Enthused by the lavish halls that made New York what it was, Boynton could be found in the audience of many theaters regularly, sometimes even twice a week. 

And that was all because of his mother, a vocalist, who ensured her son not only played the piano, but sang as well. It’s a musical legacy that continued with his grandson Tyson, who would later take up the violin.

But the music has gone quiet for Stuart Boynton, who died June 5. He was 90.

A member of the Riverdale Yacht Club since 1977, Boynton didn’t always live in the Bronx. He was born in Chicago on Oct. 6, 1927, where he attended the Francis W. Parker School before heading off to the University of Chicago. 

He moved to New York City in the 1950s with his sister Barbara. There he became entwined within a community he would spend the rest of his life a part of.

Barbara survives him, as do his children Robert and Susan, and grandchildren Tyson and Inge. His wife of 55 years, Alice Tyson Boynton, died May 22, 2013.

“I am who I am today because of him,” said daughter Susan Boynton, a music history professor at Columbia University. “I think I’ll probably miss sharing the experience and talking about music with him.”

His children described him as a caring father, but sober in his demeanor. Boynton was not only a music aficionado, but also a culture enthusiast. He enjoyed the Museum of Modern Art and the Metropolitan Museum of Art. And he made his living as a senior editor of the McGraw-Hill publishing company. And, of course, he enjoyed reading.
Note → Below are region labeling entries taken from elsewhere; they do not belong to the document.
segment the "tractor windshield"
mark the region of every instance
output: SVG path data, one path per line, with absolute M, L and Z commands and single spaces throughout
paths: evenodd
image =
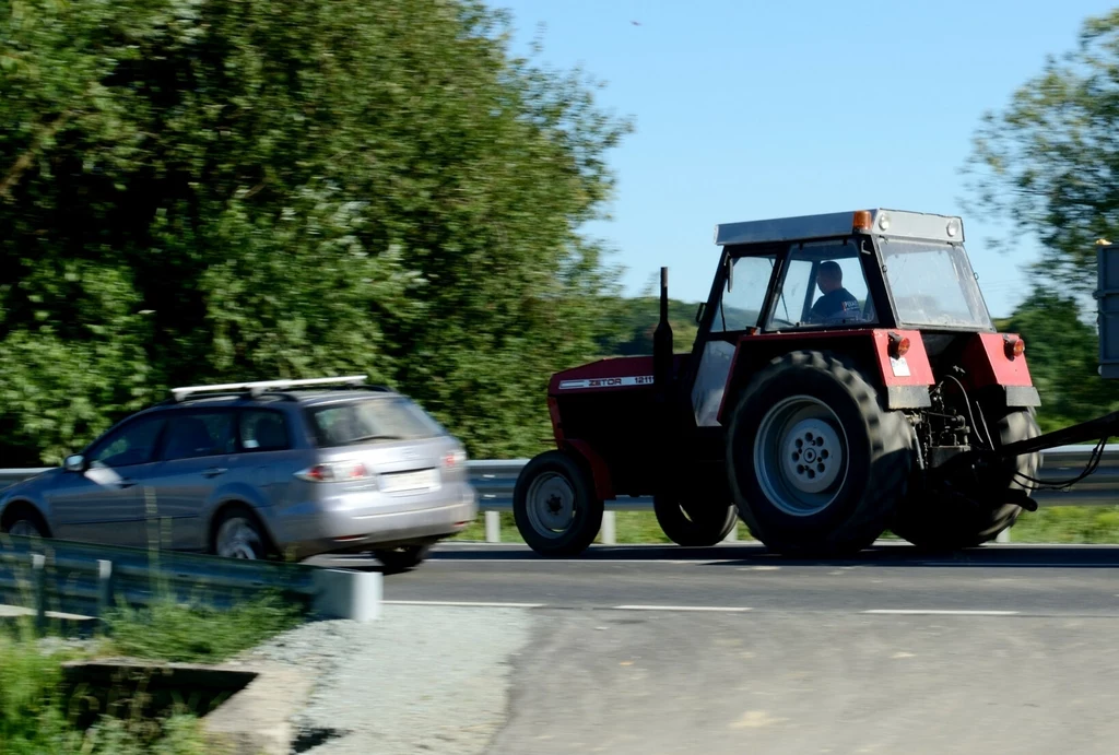
M 884 238 L 881 248 L 899 325 L 993 327 L 961 246 Z

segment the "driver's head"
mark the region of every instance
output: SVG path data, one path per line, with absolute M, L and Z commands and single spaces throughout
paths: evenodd
M 843 287 L 843 270 L 839 263 L 827 261 L 820 263 L 820 270 L 816 273 L 816 285 L 820 286 L 824 293 L 831 293 L 836 289 Z

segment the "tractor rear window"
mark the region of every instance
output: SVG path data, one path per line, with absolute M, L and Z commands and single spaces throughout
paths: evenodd
M 370 398 L 310 409 L 319 446 L 417 441 L 442 434 L 440 425 L 405 398 Z
M 901 325 L 991 328 L 967 253 L 951 244 L 882 240 Z

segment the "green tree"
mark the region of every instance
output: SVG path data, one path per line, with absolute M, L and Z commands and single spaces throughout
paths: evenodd
M 1076 49 L 984 116 L 966 168 L 976 211 L 1040 237 L 1034 272 L 1081 294 L 1096 283 L 1093 242 L 1119 230 L 1117 121 L 1119 10 L 1085 21 Z
M 1042 397 L 1045 431 L 1065 427 L 1119 408 L 1119 386 L 1099 377 L 1099 337 L 1081 320 L 1073 296 L 1036 287 L 999 330 L 1019 333 Z
M 630 130 L 478 0 L 0 0 L 0 465 L 169 385 L 367 372 L 476 455 L 617 330 Z

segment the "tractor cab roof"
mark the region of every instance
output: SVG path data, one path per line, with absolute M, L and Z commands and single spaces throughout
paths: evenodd
M 715 226 L 715 244 L 718 246 L 774 244 L 835 238 L 853 233 L 959 244 L 963 242 L 963 220 L 949 215 L 881 208 L 805 215 L 771 220 L 723 223 Z

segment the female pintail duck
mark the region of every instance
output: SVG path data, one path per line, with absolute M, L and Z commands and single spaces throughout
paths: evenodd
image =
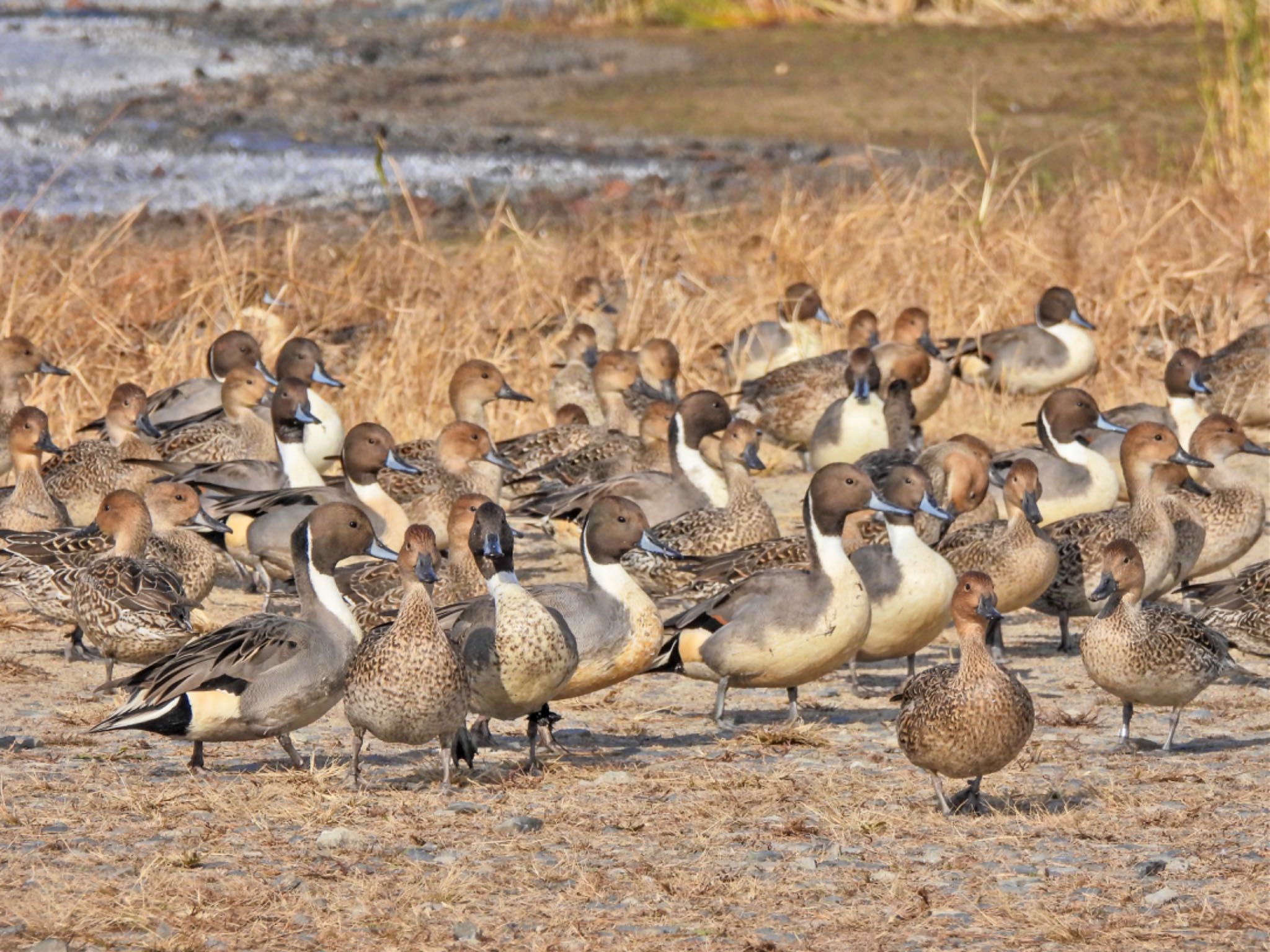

Many of his summers and vacations with his family were spent at Cape Cod in Massachusetts. He also frequented Europe and, of course, the Riverdale Yacht Club.

The club was not only a place of summer fun, but also where his family celebrated significant events. Both his children were married at the club, and it was where his wife’s memorial service was held.

The club was not only a source of great memories and fun, but it also kept Boynton extremely active. Between the pool and tennis, Boynton was always on the go, diving in the water to swim laps almost every day. 

There was always a kind of competition at the yacht club as to who would get into the chilly pool first, and Boynton always strived to be the first one in, his son Robert recalled. He described his father’s work ethic very much like his dedication to swimming — very disciplined.

Boynton was also active in his garden, filling his patches with flowers, raspberries and even tomatoes. His appreciation for culture extended into food as well. When Boynton wasn’t attending recitals in concert halls, he would create his own food tours and travel around New York City trying different kinds of cuisine from foreign restaurants. 

Even in his old age, Boynton never stopped trying new things — even if it always circled back to his primary love, the yacht club. He saw the riverside gathering place as a real community where he had many friends. 

Boynton was the kind of person who would volunteer to do the tedious jobs that others would pass over, Robert said, describing his father as a “true citizen.” Without seeking recognition, Boynton gave steadily to local organizations — not because he had to, but because he could.

“Whenever I think about the club, I think about him swimming there and really enjoying the kind of calm there, being close to the Hudson,” Robert said. “And seeing him there doing laps.”